You could generate the abstract GraphQLQuery
class and include it in the generated result. It would include a parse
constructor that would map to the respective subclass's parse
function.
/// [generated_code]
abstract class GraphQLQuery<T, U extends JsonSerializable> extends Equatable {
///... other class members
GraphQLQuery.parse(Map<String, dynamic> json) {
switch (json) {
case json['type'] == 'MySerializedQuery':
return ExampleQuery.parse(json);
/// other class resolvers
}
}
}
class ExampleQuery extends GraphQLQuery<Example, ExampleArguments> {
/// other class members
T parse(Map<String, dynamic> json) {
/// generated parse logic for this class
}
}
Then to deserialize, you'd simply do something like this:
final deserializedQuery = GraphQLQuery.parse([some json object])
The parse functions of the subclasses would be ignored when serializing them.
Does that make sense?
But I disagree the abstract GraphQLQuery
should have this implementation, that's why I've suggested to create a new Query class, extending GraphQLQuery
, and to deserialize your saved queries into it.
@comigor sure, that makes sense.
For reference, built_value adds a "discriminator" that stores a string reference to the class name when serializing.

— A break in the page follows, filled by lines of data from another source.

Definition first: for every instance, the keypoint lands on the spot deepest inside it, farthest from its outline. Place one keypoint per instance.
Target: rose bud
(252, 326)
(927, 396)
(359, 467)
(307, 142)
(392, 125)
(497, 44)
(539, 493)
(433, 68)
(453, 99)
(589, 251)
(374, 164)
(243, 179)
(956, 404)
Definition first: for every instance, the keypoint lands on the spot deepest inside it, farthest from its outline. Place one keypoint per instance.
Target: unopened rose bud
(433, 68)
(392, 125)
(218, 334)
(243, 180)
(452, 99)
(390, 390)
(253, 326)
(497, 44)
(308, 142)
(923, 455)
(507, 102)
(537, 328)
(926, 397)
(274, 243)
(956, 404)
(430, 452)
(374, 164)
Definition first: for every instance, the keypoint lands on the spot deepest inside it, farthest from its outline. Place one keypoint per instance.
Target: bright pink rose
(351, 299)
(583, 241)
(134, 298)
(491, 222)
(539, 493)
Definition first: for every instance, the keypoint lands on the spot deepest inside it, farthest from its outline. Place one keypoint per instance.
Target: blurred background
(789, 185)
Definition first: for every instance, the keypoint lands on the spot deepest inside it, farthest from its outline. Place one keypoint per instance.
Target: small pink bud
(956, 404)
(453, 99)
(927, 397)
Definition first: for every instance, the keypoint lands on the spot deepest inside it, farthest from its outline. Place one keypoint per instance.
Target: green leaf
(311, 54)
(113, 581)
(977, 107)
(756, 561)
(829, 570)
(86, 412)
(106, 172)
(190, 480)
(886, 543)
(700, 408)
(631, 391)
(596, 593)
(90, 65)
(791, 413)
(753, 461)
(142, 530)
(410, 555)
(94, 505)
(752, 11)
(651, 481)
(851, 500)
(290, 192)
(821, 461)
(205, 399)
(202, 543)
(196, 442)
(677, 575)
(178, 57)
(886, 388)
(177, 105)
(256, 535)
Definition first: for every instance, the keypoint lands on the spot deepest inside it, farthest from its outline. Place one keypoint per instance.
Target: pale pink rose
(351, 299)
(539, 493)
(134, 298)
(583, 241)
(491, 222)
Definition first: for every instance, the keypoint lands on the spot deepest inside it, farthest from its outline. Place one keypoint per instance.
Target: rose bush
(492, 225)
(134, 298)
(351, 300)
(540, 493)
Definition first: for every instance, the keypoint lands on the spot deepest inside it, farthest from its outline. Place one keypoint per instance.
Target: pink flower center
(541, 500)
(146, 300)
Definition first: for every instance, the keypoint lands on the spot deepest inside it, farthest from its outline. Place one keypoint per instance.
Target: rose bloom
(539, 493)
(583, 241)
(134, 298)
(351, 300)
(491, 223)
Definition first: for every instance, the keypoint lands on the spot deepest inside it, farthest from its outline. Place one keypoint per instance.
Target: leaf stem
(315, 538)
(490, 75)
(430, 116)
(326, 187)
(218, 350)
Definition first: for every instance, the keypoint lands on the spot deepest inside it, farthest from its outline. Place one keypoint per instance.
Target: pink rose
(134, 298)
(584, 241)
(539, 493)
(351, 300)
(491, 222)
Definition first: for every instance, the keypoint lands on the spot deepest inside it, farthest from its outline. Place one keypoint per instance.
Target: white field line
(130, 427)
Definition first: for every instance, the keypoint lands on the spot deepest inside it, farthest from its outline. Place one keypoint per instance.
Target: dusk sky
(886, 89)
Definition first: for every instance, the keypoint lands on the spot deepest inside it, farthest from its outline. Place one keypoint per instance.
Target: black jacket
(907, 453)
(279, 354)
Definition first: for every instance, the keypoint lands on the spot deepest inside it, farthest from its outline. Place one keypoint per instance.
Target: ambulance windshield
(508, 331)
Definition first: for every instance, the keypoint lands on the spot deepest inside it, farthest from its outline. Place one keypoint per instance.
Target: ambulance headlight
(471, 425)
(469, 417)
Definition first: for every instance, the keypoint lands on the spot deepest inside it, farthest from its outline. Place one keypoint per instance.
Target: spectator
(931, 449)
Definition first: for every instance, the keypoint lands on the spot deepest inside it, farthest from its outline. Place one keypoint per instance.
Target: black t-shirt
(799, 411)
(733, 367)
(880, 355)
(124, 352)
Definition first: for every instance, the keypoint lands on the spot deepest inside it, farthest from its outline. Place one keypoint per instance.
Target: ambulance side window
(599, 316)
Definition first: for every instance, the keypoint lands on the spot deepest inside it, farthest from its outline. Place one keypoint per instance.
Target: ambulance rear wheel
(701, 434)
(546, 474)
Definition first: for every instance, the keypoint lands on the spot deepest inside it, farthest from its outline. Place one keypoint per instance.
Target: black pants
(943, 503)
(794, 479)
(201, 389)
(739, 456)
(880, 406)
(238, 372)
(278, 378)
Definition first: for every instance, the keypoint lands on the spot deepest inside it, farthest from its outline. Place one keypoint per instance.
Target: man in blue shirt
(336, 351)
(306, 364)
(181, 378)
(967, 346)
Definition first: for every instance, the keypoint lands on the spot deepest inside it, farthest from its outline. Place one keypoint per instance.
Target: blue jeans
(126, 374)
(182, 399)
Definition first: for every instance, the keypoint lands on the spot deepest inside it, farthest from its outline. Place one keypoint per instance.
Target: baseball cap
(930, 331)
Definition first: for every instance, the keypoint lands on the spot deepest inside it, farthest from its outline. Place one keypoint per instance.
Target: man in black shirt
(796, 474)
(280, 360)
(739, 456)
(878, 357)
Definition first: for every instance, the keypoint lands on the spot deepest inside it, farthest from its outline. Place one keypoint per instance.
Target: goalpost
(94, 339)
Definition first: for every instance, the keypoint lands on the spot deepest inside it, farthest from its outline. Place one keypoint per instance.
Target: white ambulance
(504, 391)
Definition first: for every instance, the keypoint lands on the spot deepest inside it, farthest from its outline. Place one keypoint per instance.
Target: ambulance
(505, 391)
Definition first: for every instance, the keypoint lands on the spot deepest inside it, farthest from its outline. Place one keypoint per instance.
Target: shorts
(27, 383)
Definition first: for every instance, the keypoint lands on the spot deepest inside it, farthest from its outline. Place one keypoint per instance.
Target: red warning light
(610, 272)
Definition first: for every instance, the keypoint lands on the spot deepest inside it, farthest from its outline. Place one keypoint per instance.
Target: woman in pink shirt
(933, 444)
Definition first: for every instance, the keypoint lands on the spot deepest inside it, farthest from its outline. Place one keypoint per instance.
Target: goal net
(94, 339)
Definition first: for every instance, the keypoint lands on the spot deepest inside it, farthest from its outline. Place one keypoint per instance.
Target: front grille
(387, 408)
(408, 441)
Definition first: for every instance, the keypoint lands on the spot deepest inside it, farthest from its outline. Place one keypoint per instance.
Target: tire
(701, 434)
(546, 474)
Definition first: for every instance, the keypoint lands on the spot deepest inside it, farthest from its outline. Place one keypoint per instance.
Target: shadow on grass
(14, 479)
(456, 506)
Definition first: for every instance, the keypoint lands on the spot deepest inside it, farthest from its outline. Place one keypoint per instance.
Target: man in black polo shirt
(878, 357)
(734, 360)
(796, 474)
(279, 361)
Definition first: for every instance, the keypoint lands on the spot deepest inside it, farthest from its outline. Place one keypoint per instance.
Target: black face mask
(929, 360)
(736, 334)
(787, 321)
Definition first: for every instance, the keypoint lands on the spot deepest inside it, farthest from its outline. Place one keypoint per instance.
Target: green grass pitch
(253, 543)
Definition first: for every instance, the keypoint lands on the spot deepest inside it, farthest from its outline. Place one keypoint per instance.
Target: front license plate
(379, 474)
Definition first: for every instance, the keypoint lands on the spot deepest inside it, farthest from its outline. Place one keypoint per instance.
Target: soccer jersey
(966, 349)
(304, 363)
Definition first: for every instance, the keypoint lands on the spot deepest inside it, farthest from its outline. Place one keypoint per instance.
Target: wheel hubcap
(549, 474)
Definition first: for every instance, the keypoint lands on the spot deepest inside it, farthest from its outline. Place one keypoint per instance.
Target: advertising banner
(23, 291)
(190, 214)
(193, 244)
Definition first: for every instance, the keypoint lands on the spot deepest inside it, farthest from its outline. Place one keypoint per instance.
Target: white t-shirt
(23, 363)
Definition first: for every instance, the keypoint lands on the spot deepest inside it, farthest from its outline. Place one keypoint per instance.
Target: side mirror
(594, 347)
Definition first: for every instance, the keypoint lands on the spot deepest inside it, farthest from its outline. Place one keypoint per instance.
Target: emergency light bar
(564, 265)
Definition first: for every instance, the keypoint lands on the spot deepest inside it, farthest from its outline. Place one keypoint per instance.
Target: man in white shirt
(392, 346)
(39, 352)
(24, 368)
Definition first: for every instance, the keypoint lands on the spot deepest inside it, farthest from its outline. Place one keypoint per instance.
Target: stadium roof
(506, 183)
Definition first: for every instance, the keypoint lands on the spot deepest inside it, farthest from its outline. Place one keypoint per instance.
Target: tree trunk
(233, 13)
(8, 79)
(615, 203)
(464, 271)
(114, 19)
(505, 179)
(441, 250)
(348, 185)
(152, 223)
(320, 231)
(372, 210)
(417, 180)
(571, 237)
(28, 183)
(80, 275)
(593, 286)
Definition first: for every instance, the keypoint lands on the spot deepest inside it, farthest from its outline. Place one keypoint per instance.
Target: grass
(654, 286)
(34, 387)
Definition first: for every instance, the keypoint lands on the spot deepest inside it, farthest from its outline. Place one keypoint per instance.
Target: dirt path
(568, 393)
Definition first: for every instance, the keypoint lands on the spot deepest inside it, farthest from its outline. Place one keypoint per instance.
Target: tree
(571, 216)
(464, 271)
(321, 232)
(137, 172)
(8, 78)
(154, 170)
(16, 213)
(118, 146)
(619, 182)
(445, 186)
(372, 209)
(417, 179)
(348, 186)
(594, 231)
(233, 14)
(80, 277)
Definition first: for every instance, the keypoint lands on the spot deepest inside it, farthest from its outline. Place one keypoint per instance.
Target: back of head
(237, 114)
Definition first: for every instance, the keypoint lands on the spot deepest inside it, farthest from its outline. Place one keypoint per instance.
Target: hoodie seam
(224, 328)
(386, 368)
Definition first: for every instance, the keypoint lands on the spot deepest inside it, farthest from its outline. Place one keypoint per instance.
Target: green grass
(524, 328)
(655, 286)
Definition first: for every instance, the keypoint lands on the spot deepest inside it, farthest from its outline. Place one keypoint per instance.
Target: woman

This allows for deserializing even when you don't know the type.
It may be more than we want to take on at the moment, but we could also just make queries implement built_value and get this functionality for free.
@comigor
Is there any chance this package gets a built_value implementation at this point? I'd love to use it for personal and agency projects but we're committed to the builder pattern, immutability, and out-of-the-box discriminator + serialization (including the optional plugins for things like DateTime). We find the immutability and patterning incredibly valuable so we even choose built_value and built_collection for lots of things beyond data models in our architecture, like bloc states...compared to json_serializable, the output is strictly more sound and robust data structures.
I'm creating a GraphQL client that persists mutations when offline and runs them when the client comes back online.
I'd like to request that we make the GraphQLQuery class JsonSerializable so that we can easily persist queries for later use.